There’s also the fact that I really don’t like those guys from Flight of the Conchords. The musical parody numbers are funny enough, but anytime female characters are featured it’s in some plot about how these poor bumbling Nice Guys ™ can’t manage to get laid, with said female characters having the personality of a cardboard box - because, you know, they can’t be portrayed as actual people.

What about featuring Paul Campos, the author of The Obesity Myth, Gavin de Becker, who wrote The Gift of Fear and is dedicated to making women and others aware of what abuse and abusers look like, or Michael Kimmel, or just any man who publicly identifies as a feminist? Maybe the “Men We Love” issue is the one that brings in the most money, and they have to do it as some sort of awful compromise in order to print their usual radical feminist, hard-hitting, scathing exposes of the Patriarchy. Oh, wait. They don’t do that anyway. Instead, Bust magazine seems to want to constantly remind us that “Feminists love men! We really do! We think they’re swell!” and come off as not one of those feminist publications/blogs/people that are not warm and fuzzy and easy to digest.

Here’s the deal. Radical feminism means questioning the things that are at the very root of our society. It means everything from criticizing the role of the family in perpetuating sexism and misogyny, in the style of Firestone, to at least noting the misogyny of having no female characters in a popular TV show (Flight of the Conchords) that are viewed as anything other than possible nameless receptacles for some man’s dudely bodily fluids. It’s not fuzzy, warm, or capitulating. It’s not vibrators, stripper poles, and spangly tassles attached to nipples. It’s harsh, uncompromising, and makes you - including myself, a white, educated, straight, able-bodied, affluent women - uncomfortable.

That discomfort is not because radical feminism is wrong, it’s because you have unearned, unexamined privilege.

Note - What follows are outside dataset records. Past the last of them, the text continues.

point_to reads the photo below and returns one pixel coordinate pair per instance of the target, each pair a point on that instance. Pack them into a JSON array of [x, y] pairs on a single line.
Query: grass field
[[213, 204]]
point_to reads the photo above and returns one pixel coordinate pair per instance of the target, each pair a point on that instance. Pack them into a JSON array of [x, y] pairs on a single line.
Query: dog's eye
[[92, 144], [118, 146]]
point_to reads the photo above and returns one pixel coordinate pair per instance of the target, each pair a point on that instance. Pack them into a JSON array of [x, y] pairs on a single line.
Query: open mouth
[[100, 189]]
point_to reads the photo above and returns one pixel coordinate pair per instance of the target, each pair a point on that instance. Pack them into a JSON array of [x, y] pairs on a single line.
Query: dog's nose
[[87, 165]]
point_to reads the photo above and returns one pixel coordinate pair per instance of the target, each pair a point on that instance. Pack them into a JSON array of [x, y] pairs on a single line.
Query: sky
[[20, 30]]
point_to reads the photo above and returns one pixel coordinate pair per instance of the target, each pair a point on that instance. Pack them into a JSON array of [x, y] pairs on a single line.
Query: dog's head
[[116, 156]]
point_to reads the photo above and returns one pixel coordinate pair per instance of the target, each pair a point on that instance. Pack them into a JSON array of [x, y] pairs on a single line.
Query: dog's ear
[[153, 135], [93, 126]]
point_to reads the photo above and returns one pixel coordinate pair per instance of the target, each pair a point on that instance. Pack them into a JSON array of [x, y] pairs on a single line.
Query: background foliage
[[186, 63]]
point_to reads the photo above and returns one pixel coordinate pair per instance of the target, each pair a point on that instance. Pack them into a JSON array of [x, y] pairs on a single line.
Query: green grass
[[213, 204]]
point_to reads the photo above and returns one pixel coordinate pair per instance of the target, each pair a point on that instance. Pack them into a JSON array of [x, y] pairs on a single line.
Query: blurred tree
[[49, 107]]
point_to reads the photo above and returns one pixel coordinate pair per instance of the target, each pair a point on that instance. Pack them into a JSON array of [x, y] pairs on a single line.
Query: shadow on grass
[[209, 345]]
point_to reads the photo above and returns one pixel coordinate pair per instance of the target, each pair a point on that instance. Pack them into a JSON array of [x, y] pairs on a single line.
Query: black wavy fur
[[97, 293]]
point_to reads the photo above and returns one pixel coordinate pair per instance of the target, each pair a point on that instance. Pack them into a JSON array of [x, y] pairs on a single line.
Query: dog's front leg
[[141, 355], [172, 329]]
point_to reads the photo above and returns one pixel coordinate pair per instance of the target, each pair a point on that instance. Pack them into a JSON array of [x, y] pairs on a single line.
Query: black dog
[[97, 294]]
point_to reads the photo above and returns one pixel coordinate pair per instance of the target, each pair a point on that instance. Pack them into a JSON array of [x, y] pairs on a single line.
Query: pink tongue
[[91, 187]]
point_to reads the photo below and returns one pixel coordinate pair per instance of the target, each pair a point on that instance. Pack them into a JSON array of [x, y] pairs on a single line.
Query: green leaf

You’re Never Too Young to Develop an Eating Disorder

Monday, March 17th, 2008

This article is a bit old, but it’s only recently getting some attention in many great sites around the fatosphere. (For those of you wondering what the fatosphere is, it’s the community of fat acceptance blogs. Fat acceptance = untangling our ideas of ‘weight’ from our ideas of ‘healthy’ and realizing that healthy is not a set weight, as well as critiquing the ’science’ that tells us that fat is unhealthy - which usually is funded by diet companies - and realizing the damage to your health that can be done by dieting. Well, it’s more than that, but there’s a quick explanation.)

The article is targeted at teen and pre-teen girls. It gives advice on how not to ‘binge eat,’ but the tips it gives actually promote incredibly disordered eating. It says that girls as young as 10 years old should:

  • Write down everything they eat - clearly seeing the food their still growing bodies consume listed all in one place will shame them into eating less - when they actually should be eating whenever they are hungry to build muscles, feed their brains, and keep up with their high activity levels. This helpful ‘tip’ also suggests that looking at yourself naked in the mirror will cause you to realize how fat you are and stop eating.
  • Wait 30 minutes before eating something when you are hungry. Hey, I had a friend who used to not eat until after she had had 40 ounces of water to drink, and she consumed maybe 1000 calories a day, that sounds healthy, right?
  • Write post-it notes for yourself in visible places that say things like “How hungry are your really?” “Exactly why are you eating that now?” “What will the scale say tomorrow morning?” Those are direct quotes aimed at teenage and pre-pubescent girls to ‘help’ them with their eating.

The site has apparently been closed for comments, but includes a 13-year-old girl complaining about how she weighs a whopping 105 pounds, and a 12-year-old girl who says that everyone says she is not fat but she knows that she is.